Foto: Igreja de Santo Antônio início da década de 70.
Santo Antônio no Banco dos Réus
Sobre o assunto, o escritor Lellis Piedade escreveu a crônica que a seguir reproduziremos:
" Nas charnecas do antigo sertão dos Tocós, parte integrante que foi do
imensurável feudo do mestre de campo Antônio Guedes de Brito, o
Conquistador do S. Francisco, nome famoso nos anaes da Bahia
siscentistas, demarca-se o municipio de Santo Antônio das Queimadas.
Quase todo aquele amplíssimo rincão, onde vagueavam outrora os
silvícolas que lhe emprestaram o nome, é terra desnuda de arvoredo ,
escassa de águas perenes, e de solo pouco dadivoso , características
naturais estas que anônimo aedo rústico, em era já mui afastada, -
começos do século passado, ao menos - sintetizou nesta quadra, que topei
na obra: A família Serrinhense do Dr. Antônio José de Araújo:
" Serrinha não serra pau grosso,
Coité não dá selamim,
O Razo não tem fundura,
Queimadas não nasce capim".
Estas quatro vilas compreendiam, antigamente, o aludido sertão, que
hoje em maior número de comunas se retalha. E o Razo viu seu nome
transmudado para Araci.
Demorei-me em Queimadas, era um dia claro e
cálido do mês de agosto, percorrendo todo o modesto vilar. Quanto na
terra há, ligado à sua história, esteve-me sob os olhos: o alto da
Jacobina, de onde parte velha estrada que à bi-centenária cidade do ouro
vai ter; a tapera da antiga povoação, que numa cheia o Itapicuru
destruiu em 1910 ou 1911; o sítio onde Moreira César fez torturar um
sacerdote espanhol, a quem atribuía o delito de vender pólvora aos
jagunços de Antônio Conselheiro; a casa em que esteve aposentado o
general Artur Oscar; a ubiquação do hospital de sangue da sua coluna;
além de outros lugares vinculados à crônica da tragédia de Canudos.

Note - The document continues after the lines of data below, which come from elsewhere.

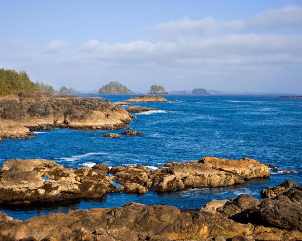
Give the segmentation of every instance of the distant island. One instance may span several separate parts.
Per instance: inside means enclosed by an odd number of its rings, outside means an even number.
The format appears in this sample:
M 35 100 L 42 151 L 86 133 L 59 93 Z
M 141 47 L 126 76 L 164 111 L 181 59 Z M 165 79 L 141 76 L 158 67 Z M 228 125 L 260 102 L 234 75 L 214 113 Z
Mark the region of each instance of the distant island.
M 294 99 L 295 98 L 302 98 L 302 95 L 291 95 L 291 96 L 279 96 L 278 98 L 292 98 Z
M 166 91 L 165 88 L 161 85 L 157 85 L 154 84 L 150 88 L 150 94 L 168 94 L 168 93 Z
M 62 86 L 60 88 L 60 94 L 71 94 L 78 93 L 78 92 L 72 88 L 67 88 L 65 86 Z
M 194 94 L 209 94 L 205 89 L 194 89 L 192 91 L 192 93 Z
M 103 85 L 99 91 L 99 94 L 133 94 L 134 92 L 117 81 L 109 82 Z

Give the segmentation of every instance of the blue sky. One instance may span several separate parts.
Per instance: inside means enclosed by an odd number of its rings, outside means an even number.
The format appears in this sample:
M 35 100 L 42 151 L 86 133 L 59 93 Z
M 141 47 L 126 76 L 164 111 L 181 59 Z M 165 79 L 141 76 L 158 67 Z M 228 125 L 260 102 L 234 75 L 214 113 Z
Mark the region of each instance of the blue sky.
M 0 1 L 0 67 L 80 90 L 302 93 L 301 1 Z

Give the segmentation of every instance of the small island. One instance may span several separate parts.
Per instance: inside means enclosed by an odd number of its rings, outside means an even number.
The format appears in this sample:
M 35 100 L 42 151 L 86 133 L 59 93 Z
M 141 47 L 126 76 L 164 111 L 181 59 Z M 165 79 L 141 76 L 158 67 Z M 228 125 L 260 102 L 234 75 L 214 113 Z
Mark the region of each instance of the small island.
M 165 98 L 157 95 L 151 95 L 148 94 L 144 94 L 140 96 L 132 97 L 130 99 L 126 99 L 125 102 L 167 102 L 168 100 Z
M 99 94 L 133 94 L 134 92 L 117 81 L 109 82 L 100 89 Z
M 157 85 L 154 84 L 150 87 L 150 94 L 168 94 L 167 92 L 166 92 L 165 88 L 161 85 Z
M 209 94 L 205 89 L 194 89 L 192 91 L 192 93 L 194 94 Z

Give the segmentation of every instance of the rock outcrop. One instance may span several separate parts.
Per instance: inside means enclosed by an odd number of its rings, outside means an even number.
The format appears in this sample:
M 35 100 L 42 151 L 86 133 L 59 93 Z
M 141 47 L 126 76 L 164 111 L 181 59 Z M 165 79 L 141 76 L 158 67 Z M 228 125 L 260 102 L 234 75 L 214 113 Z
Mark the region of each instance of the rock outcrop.
M 104 137 L 111 137 L 113 138 L 120 137 L 119 135 L 118 135 L 117 133 L 107 133 L 107 134 L 102 135 L 102 136 Z
M 144 94 L 137 97 L 132 97 L 130 99 L 125 100 L 125 102 L 167 102 L 168 100 L 165 98 L 157 95 Z
M 0 137 L 33 137 L 31 131 L 55 127 L 122 129 L 131 122 L 122 107 L 108 100 L 24 93 L 0 97 Z
M 157 110 L 154 108 L 148 108 L 146 107 L 130 106 L 127 109 L 129 113 L 141 113 L 142 112 L 148 111 L 150 110 Z
M 143 188 L 127 183 L 119 189 L 139 193 L 145 191 Z M 230 201 L 212 200 L 199 210 L 131 202 L 122 207 L 69 210 L 23 221 L 0 212 L 0 240 L 302 240 L 301 203 L 282 196 L 259 201 L 242 195 Z
M 0 170 L 0 203 L 102 198 L 116 191 L 104 168 L 66 168 L 40 159 L 13 159 Z
M 143 136 L 145 135 L 142 132 L 137 132 L 136 131 L 125 131 L 121 133 L 124 136 Z
M 188 188 L 221 187 L 245 182 L 245 179 L 268 177 L 268 168 L 248 158 L 239 161 L 206 157 L 200 161 L 169 162 L 166 167 L 150 172 L 147 187 L 158 192 Z

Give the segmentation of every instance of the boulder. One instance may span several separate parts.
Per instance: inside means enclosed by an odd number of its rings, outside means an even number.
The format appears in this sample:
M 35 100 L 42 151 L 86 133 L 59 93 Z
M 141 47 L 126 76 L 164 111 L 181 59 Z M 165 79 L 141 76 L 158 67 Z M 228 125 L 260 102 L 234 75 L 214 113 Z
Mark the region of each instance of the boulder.
M 119 135 L 117 133 L 107 133 L 107 134 L 102 135 L 102 136 L 104 137 L 111 137 L 113 138 L 120 137 Z
M 102 198 L 116 191 L 105 173 L 104 169 L 66 168 L 45 160 L 7 161 L 0 172 L 0 203 Z
M 121 133 L 121 135 L 125 136 L 143 136 L 145 135 L 142 132 L 137 132 L 136 131 L 125 131 Z
M 119 190 L 129 193 L 144 194 L 148 191 L 148 189 L 137 183 L 126 182 Z
M 115 167 L 110 169 L 110 173 L 114 176 L 115 181 L 121 184 L 131 182 L 144 186 L 148 180 L 148 175 L 144 170 L 136 167 Z
M 124 108 L 108 100 L 19 93 L 0 96 L 0 136 L 31 138 L 32 131 L 54 128 L 119 129 L 131 123 Z
M 132 97 L 126 99 L 125 102 L 167 102 L 166 98 L 158 95 L 144 94 L 137 97 Z
M 130 113 L 141 113 L 142 112 L 148 111 L 149 110 L 157 110 L 157 109 L 154 108 L 146 107 L 130 106 L 127 110 Z

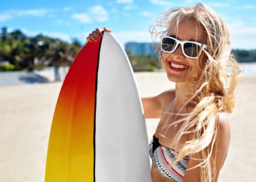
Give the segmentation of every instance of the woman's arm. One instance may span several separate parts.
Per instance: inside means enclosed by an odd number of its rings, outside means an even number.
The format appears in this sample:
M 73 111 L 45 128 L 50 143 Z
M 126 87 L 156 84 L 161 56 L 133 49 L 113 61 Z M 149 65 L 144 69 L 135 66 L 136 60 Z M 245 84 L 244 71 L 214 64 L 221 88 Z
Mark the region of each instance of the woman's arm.
M 161 117 L 161 101 L 159 96 L 142 98 L 145 118 Z

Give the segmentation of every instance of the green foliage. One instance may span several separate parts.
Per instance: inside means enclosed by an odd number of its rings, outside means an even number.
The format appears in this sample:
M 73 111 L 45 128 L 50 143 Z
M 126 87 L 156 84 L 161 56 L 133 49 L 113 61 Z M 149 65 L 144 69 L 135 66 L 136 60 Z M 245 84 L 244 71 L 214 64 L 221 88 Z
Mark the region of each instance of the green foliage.
M 15 70 L 71 65 L 81 48 L 78 40 L 71 43 L 39 34 L 28 37 L 20 30 L 0 33 L 0 61 L 8 60 Z
M 8 71 L 15 70 L 14 65 L 12 64 L 0 64 L 0 71 Z

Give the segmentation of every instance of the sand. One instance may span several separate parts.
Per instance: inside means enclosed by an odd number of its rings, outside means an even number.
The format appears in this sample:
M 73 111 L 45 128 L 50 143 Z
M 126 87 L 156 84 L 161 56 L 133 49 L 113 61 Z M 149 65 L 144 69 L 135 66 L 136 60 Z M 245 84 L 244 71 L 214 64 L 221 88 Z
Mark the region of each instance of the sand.
M 164 73 L 135 74 L 141 96 L 174 84 Z M 50 124 L 61 82 L 0 87 L 0 182 L 44 181 Z M 219 181 L 255 181 L 256 75 L 243 76 L 231 116 L 230 151 Z M 157 119 L 147 119 L 152 136 Z

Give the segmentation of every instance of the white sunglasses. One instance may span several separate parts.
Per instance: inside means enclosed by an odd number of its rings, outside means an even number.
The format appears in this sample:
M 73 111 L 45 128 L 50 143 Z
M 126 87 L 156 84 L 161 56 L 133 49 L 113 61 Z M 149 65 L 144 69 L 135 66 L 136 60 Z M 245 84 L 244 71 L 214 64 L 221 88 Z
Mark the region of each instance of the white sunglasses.
M 202 51 L 207 47 L 207 45 L 194 41 L 180 41 L 172 36 L 162 35 L 161 50 L 167 53 L 173 53 L 181 45 L 183 54 L 192 59 L 196 59 Z

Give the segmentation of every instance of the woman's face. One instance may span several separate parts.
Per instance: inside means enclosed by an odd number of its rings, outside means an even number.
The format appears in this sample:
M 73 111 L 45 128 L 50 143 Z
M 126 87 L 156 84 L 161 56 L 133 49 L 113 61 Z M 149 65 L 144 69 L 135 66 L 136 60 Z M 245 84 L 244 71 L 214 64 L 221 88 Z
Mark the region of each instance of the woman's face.
M 204 35 L 205 31 L 202 25 L 199 25 L 192 18 L 184 18 L 179 23 L 178 28 L 170 27 L 167 36 L 181 41 L 190 40 L 206 44 Z M 186 57 L 182 52 L 181 44 L 172 53 L 162 53 L 162 64 L 169 80 L 173 82 L 195 80 L 201 73 L 205 60 L 203 52 L 196 59 Z

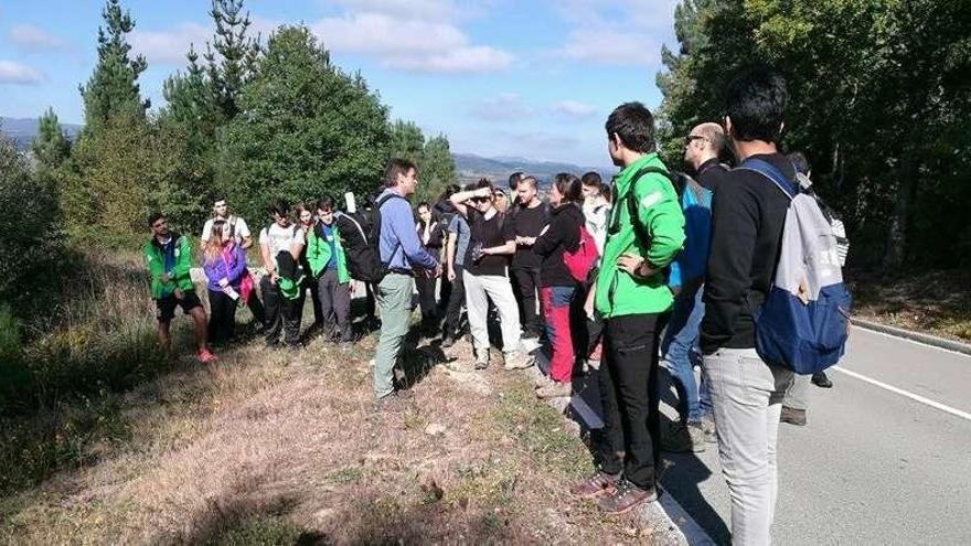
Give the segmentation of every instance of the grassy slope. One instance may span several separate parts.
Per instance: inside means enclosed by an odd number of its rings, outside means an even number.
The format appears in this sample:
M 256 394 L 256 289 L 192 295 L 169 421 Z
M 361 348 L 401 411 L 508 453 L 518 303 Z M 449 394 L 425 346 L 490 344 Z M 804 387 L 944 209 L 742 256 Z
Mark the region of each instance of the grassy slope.
M 94 414 L 71 464 L 0 499 L 0 542 L 644 539 L 632 521 L 565 499 L 589 456 L 522 372 L 451 372 L 418 353 L 413 407 L 381 414 L 370 399 L 373 343 L 341 352 L 316 340 L 290 353 L 254 341 L 216 365 L 183 358 L 108 395 L 110 411 Z

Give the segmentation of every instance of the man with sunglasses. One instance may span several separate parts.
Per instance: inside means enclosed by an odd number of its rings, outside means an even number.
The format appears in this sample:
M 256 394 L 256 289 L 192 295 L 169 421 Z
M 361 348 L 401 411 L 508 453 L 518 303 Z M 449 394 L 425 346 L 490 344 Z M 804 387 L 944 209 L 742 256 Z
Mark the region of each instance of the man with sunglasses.
M 172 351 L 170 324 L 175 318 L 175 308 L 192 317 L 195 325 L 195 341 L 199 344 L 196 357 L 206 364 L 216 360 L 209 350 L 206 336 L 205 310 L 189 269 L 192 265 L 192 248 L 189 237 L 169 229 L 169 222 L 161 213 L 152 213 L 148 217 L 148 226 L 152 238 L 141 248 L 145 263 L 151 275 L 151 295 L 156 302 L 156 318 L 159 321 L 159 343 L 166 353 Z

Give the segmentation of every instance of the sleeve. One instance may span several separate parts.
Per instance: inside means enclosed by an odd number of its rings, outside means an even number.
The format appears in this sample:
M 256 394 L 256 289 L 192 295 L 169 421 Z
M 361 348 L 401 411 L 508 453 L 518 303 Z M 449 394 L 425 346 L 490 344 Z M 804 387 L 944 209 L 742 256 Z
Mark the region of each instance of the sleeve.
M 654 268 L 671 264 L 685 238 L 681 204 L 677 203 L 674 191 L 669 191 L 662 183 L 668 183 L 666 179 L 660 174 L 651 174 L 637 181 L 631 189 L 639 205 L 636 222 L 651 237 L 651 247 L 644 259 Z
M 505 214 L 505 213 L 502 213 Z M 510 217 L 509 214 L 505 215 L 505 222 L 502 223 L 502 242 L 503 244 L 509 243 L 510 240 L 515 240 L 515 216 Z
M 246 221 L 241 218 L 239 216 L 236 216 L 236 235 L 238 235 L 241 238 L 253 236 L 253 234 L 249 233 L 249 226 L 246 225 Z
M 749 286 L 758 233 L 758 205 L 738 184 L 718 188 L 712 203 L 712 246 L 705 278 L 702 346 L 722 346 L 734 334 Z
M 189 244 L 189 237 L 182 235 L 179 237 L 179 259 L 172 267 L 172 277 L 181 279 L 189 277 L 189 270 L 192 268 L 192 246 Z
M 382 212 L 382 222 L 387 221 L 388 227 L 398 239 L 408 263 L 422 266 L 426 269 L 435 269 L 438 260 L 428 254 L 428 250 L 422 246 L 418 239 L 418 233 L 415 231 L 414 220 L 412 218 L 412 208 L 404 200 L 392 200 L 387 206 L 388 214 Z

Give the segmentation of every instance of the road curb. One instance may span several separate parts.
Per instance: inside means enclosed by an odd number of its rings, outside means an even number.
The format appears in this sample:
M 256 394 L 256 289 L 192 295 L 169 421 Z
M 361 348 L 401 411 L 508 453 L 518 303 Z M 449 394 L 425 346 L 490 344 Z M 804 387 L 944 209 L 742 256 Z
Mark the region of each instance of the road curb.
M 946 349 L 948 351 L 953 351 L 956 353 L 967 354 L 971 356 L 971 344 L 963 343 L 960 341 L 948 340 L 945 338 L 938 338 L 937 335 L 931 335 L 922 332 L 911 332 L 910 330 L 904 330 L 903 328 L 888 326 L 886 324 L 881 324 L 879 322 L 874 322 L 867 319 L 861 319 L 854 317 L 851 319 L 851 323 L 855 326 L 860 326 L 864 330 L 872 330 L 874 332 L 884 333 L 887 335 L 893 335 L 895 338 L 903 338 L 905 340 L 916 341 L 918 343 L 924 343 L 925 345 L 935 346 L 938 349 Z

Por fim, dei comigo no adro da capelinha de Santo Antônio (foto), ao
lado do cemitério, construção evidentemente mais que secular, e curiosa,
devido a sua alpendrada em arcaria pavimentada de lápides funerárias,
que se prolonga pelo oitão do lado da epístola.
Sobre o seu orago, corre no Nordeste Baiano interessante tradição.
Em princípio da centúria passada, ou fins da antecedente, era a fazenda
das Queimadas propriedade da piedosa senhora, a qual fabricou a citada
capelinha, doando ao seu padroeiro muitas terras, e numerosa escravaria;
templo este que foi erigido em paróquia no ano de 1842. Passou hoje tal
regalia a outro, edificado no centro da vila.
Ora, aconteceu que,
em certa noite de festa, um escravo do santo praticou um crime de morte a
tiros de bacamarte, no adro da igreja, escapulindo-se em seguida.
Naquele tempo, se o senhor do escravo criminoso não o entregava à
justiça, sofria por ele. Santo Antônio não quis obrar o milagre de fazer
o negro cair às unhas dos agentes da lei. Quem sabe lá se o desgraçado
merecia?
Vai daí o juiz do termo, e tira devassa do crime, processa o
taumaturgo capucho, e saca-lhe a imagem do santuário, conduzindo-a
inquirida de cordas, no lombo de um animal, para a prisão da extinta
vila de Água Fria, cujas justiças, diga-se de passagem, gozavam então de
fama inexplicáveis.
Foi o santo submetido a júri, nessa localidade,
ou em Cachoeira, assistindo a imagem aos debates e ao veredictum do
tribunal popular, encarapitada no banco dos réus. Os juízes de fato
matutos condenaram o bem- aventurado franciscano a perder todos os seus
haveres, que foram arrematados por um fazendeiro de Inhambupe.(...)
Fonte: Nonato Marques. Santo Antônio das Queimadas. pag.101/102.